The second to the last segment begins with an old time radio show announcer and then Bing Crosby singing "I'll Be Seeing You." I found school picture head shots of my mom and each of my aunts, as well as portrait sittings of each of them with their dad. I paired these up and did a crossover fade so that the picture of them as a little kid melts away into a picture of them as an adult. Most of the pictures in this segment are of my mom and her sisters growing up.
The final segment is set to the Mormon Tabernacle Choir singing "Come, Thou Fount of Every Blessing" and includes landscapes of Utah and Wyoming along I-80, as well as pictures of landmarks in Green River, Wyoming, where my grandparents lived for 60 years. Pictures from my grandpa's funeral are included in this segment and the series ends with family portraits that were taken this spring in Salt Lake where we'd all gathered for his burial. The final shots are of my mom and her three sisters, my grandparents, and the Salt Lake Temple, where my grandparents were married in 1942.
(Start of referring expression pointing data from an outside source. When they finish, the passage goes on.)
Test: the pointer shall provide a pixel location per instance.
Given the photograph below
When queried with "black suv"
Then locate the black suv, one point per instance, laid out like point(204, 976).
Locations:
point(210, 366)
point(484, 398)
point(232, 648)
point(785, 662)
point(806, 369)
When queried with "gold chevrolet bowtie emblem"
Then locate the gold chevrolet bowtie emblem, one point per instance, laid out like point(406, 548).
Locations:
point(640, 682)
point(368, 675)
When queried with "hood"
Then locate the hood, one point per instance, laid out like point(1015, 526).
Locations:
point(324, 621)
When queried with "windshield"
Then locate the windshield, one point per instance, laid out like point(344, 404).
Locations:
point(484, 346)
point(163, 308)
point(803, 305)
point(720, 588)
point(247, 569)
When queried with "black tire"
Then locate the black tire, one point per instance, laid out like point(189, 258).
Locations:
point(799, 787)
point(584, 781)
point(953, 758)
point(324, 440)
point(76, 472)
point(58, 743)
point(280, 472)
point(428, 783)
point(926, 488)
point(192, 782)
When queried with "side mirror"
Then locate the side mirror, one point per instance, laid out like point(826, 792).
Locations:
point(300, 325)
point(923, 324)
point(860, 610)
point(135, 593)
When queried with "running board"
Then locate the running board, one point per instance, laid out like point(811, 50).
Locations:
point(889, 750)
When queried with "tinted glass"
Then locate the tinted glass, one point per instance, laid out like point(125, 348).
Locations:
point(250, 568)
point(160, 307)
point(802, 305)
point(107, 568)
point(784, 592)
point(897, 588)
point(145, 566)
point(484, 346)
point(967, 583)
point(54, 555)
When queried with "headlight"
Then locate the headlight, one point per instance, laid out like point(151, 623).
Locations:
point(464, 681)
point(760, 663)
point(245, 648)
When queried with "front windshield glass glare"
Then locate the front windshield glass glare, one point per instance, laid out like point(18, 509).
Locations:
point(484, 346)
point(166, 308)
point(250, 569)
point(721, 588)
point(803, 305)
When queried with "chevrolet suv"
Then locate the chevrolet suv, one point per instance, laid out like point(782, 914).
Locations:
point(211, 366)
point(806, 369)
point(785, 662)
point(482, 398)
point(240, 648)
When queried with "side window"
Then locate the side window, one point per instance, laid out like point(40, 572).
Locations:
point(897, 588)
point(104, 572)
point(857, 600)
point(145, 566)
At the very end, after all the pictures, I threw in credits as a joke and set it to Aaron Copland's Corral Nocturne.
All in all, I think it's going to be a good gift. I watched it the other night and found all kinds of things I would have done differently, but that's just me being my own worst critic. I've worked on it so long, I'm practically over it and have decided it is what it is. My dad and my siblings assure me Mom will be moved.
And now, I'm off to bed, otherwise Santa Claus won't come!
Merry Christmas friends and fellow bloggers!